The following poem seems to be about line-breaks, but in fact it is about something else. The reader might deduce from the line-breaks, rather than just from the content, what that ‘something’ is.
The literal and the metaphor
Lover
or not of poetry,
you rehearse an impressive show as a lover
of women,
and you’re a natural with your line
in line-
breaks.
Eva Salzman
Humour might be seen to be masking a more serious message about the nature of relationships. In this way all the technical elements contribute to the message. The poem’s brevity reiterates ideas about the transitory nature of love. It is divided into two sections, the first offering a situation and the second amplifying this situation. Somewhere in between, the penny drops. Remember Frost’s surprises for both reader and writer? This poem, ostensibly about form, discovers and makes connections between seemingly unrelated things.
Such self-reflexive poems, about form itself, clearly illustrate how form and content are integrated. The structure is neither arbitrary nor irrelevant. In a way, the Sharon Olds poem you read, ‘I go back to May 1937’, was also about itself – its own history. Poems about poems generally work better if they are about something other than just themselves – or at least seem to be. Good poems usually work on more than one level: the literal level (ground level) and the deeper level (the basement). Furthermore, these ‘houses’ may have several floors.
Introduction to Literature. Licensed under CC BY SA 4.0 https://courses.lumenlearning.com/suny-introliterature/chapter/free-verse/
What is Poetry?. Licensed under CC BY SA 4.0 http://www.open.edu/openlearn/history-the-arts/culture/literature-and-creative-writing/literature/what-poetry/content-section-5.1
Summary
Poets use line breaks to evoke emotion, develop a theme, participate in a poetic tradition, follow – or break the rules of – a form. The lengths of lines may very, but no matter how long or short a line is, remember that the line is a poet’s primary unit of meaning. It’s the equivalent of a sentence in a novel.
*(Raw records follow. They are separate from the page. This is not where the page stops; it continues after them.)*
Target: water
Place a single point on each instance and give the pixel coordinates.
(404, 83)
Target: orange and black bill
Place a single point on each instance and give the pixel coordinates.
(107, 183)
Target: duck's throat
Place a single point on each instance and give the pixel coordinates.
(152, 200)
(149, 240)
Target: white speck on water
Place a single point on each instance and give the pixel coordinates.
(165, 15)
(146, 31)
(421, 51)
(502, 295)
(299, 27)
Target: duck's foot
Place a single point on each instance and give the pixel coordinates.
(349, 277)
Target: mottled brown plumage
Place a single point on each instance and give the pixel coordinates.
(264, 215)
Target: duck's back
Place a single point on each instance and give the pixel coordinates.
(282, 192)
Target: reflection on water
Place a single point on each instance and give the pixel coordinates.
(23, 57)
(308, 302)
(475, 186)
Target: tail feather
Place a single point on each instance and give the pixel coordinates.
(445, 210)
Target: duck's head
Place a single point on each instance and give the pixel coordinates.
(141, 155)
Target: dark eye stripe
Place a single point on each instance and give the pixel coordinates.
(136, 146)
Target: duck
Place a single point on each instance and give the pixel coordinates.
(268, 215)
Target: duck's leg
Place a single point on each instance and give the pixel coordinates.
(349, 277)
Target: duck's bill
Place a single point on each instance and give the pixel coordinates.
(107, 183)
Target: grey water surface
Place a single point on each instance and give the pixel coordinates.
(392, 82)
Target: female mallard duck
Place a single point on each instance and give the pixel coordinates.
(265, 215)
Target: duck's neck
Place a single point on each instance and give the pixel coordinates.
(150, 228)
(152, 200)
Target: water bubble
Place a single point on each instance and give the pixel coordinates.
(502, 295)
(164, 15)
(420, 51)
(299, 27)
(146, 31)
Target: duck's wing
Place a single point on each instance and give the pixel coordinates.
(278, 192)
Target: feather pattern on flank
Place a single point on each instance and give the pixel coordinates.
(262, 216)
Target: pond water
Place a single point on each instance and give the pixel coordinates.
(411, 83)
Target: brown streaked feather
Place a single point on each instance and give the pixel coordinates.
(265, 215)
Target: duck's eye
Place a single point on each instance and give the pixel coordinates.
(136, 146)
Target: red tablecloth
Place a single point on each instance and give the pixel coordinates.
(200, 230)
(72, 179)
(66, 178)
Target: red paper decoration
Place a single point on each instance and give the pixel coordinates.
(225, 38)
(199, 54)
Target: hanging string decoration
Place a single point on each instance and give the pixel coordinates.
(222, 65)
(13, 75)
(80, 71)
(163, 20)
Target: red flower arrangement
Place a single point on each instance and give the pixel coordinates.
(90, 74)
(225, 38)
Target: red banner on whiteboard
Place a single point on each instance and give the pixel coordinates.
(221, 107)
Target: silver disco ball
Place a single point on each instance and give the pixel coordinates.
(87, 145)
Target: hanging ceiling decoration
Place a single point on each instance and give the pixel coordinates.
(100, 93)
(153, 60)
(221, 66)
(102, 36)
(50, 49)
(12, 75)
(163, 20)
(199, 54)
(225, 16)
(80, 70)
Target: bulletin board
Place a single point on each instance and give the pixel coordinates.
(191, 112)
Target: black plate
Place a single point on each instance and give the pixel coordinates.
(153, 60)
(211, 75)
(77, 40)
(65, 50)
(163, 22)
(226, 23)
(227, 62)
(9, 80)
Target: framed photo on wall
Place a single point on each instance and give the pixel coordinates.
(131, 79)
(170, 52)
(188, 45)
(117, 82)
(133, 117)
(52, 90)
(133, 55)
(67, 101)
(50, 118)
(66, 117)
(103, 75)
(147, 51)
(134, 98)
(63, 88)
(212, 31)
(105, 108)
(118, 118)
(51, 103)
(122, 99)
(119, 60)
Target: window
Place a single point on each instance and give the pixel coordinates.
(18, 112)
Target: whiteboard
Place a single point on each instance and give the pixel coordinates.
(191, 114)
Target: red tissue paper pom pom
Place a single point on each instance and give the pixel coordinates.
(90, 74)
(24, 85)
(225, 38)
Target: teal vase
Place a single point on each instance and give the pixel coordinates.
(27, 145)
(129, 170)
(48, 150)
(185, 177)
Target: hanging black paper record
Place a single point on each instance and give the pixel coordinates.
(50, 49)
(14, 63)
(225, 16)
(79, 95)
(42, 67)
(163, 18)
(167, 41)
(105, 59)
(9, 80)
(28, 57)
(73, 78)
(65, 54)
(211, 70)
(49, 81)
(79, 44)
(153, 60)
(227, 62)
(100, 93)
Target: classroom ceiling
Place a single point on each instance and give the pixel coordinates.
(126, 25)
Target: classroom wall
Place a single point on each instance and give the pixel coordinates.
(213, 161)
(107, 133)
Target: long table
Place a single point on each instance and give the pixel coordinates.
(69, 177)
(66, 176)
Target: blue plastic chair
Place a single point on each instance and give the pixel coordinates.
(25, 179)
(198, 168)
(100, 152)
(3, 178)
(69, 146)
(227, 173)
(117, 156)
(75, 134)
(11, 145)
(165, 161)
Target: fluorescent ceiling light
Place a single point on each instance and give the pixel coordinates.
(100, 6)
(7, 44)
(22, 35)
A group of lines is called a stanza. The word for stanza comes from the Italian word for “room,” and keeping that in mind may prove instructive. Each stanza of a poem contains important components of a poem, just each room of a home contains elements that help a household function. Of course, function is very broad idea. A vase of flowers on the coffee table in the living room might serve the function of bringing natural beauty to one’s living environment. In the same spirit, a phrase or a line in a stanza may function to create a mood or tone.
It is useful to familiarize yourself with the most common poetic stanzas. Couplets, tercets, and quatrains may all work to underscore the theme a poet is exploring. Understanding the implications of each type of stanza is something that you will develop the more you read poetry.